Dormir de manhã, de noite velar.
MENINA (da porta) — O fio já tropeça nas pedras e cai. Os montes azuis o deixam passar. Corre, corre, corre, consegue afinal enterrar a faca e tirar o pão.
(Sai.)
SEGUNDA MOÇA — Novelo, novelo, que queres dizer?
PRIMEIRA MOÇA — Amante sem fala. Noivo carmesim. Na margem calada, caídos eu vi.
(Para, olhando o novelo.)
MENINA (aparecendo na porta) — Corre, corre, corre, o fio vem aqui. Cobertos de barro é que eles vão vir. Corpos estirados, panos de marfim!
(Sai. Aparecem a mulher e a sogra de Leonardo. Chegam angustiadas.)
PRIMEIRA MOÇA — Já estão vindo?
SOGRA (ríspida) — Não sabemos.
SEGUNDA MOÇA — O que contam das bodas?
PRIMEIRA MOÇA — Contem.
SOGRA (secamente) — Nada.
MULHER — Quero voltar, para saber de tudo.

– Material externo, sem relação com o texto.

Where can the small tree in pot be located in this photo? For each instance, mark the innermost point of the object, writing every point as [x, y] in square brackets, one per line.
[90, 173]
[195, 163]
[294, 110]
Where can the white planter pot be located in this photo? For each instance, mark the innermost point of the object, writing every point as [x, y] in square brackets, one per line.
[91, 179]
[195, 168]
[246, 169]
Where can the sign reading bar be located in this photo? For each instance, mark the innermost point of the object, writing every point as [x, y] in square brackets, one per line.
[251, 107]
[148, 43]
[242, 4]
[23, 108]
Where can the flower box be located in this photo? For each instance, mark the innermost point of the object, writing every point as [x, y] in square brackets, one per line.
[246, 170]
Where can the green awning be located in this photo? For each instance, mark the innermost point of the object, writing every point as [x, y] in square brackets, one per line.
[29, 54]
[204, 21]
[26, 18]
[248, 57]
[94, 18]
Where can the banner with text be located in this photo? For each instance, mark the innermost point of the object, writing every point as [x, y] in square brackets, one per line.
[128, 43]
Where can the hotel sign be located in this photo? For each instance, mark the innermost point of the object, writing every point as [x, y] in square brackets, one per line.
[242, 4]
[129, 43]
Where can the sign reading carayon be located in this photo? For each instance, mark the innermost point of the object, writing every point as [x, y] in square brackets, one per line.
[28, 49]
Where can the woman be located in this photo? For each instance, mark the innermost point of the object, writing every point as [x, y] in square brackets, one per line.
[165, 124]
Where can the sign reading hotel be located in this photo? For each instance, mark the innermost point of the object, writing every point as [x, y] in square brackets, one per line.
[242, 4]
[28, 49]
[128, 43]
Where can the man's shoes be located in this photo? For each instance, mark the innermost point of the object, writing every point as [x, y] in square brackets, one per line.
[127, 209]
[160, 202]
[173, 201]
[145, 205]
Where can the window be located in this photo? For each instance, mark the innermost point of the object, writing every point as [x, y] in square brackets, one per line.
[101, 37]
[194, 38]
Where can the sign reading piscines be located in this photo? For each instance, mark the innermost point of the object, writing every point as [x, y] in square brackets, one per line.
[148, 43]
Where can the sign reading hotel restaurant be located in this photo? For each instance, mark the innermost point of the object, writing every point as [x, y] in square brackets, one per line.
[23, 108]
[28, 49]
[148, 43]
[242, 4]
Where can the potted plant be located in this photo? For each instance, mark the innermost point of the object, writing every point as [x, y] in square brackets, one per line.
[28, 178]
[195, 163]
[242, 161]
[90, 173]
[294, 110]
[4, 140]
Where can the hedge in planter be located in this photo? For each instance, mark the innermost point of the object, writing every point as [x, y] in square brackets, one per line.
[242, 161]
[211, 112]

SOGRA (enérgica) — Já para casa! Valente e só, na sua casa. Envelhecendo e chorando, mas só, de porta fechada. Nunca. Nem morto nem vivo. Vamos pregar as janelas. E caiam chuvas e noites por sobre as ervas amargas.
MULHER — Como saber...?
SOGRA — Não importa. Vá botar um véu na cara. Os filhos são filhos seus, de ninguém mais. Sobre a cama estenda uma cruz de cinzas no lugar que ele ocupava.
(Saem.)
MENDIGA (da porta) — Um pedaço de pão, mocinhas.
MENINA — Fora!
(As moças se agrupam.)
MENDIGA — Por quê?
MENINA — Seus gemidos. Fora!
PRIMEIRA MOÇA — Menina!
MENDIGA — Podia pedir seus olhos! Uma nuvem de pássaros me segue; não quer um?
MENINA — Quero ir embora!
SEGUNDA MOÇA (para a Mendiga) — Não ligue pra ela.
PRIMEIRA MOÇA — Veio pelo caminho do riacho?
MENDIGA — Venho de lá.
PRIMEIRA MOÇA (tímida) — E posso perguntar...?
MENDIGA — Eu os vi; logo chegam; são dois rios quietos, enfim, por entre as pedras grandes, são dois homens nas patas do cavalo. Mortos no meio do esplendor da noite. (Deliciada) Mortos, sim, mortos.
PRIMEIRA MOÇA — Chega, velha, chega!
MENDIGA — Seus olhos, flores murchas, e seus dentes dois punhados de neve endurecida. Os dois caíram; só voltou a noiva, com sangue pela saia e nos cabelos. Estão vindo, cobertos por dois mantos, nos ombros fortes de rapazes altos. Foi assim; nada mais. Tinha que ser. Por sobre a flor do ouro, areia suja.
(Sai. As moças inclinam as cabeças e, ritmicamente, vão saindo.)
PRIMEIRA MOÇA — Areia suja.
SEGUNDA MOÇA — Por sobre a flor do ouro.
MENINA — Por sobre a flor do ouro trazem os mortos do riacho. Moreninho é um, moreninho é o outro. Que rouxinol de sombra voa e geme por sobre a flor do ouro!
(Sai. O palco fica vazio. Aparece a mãe com uma vizinha.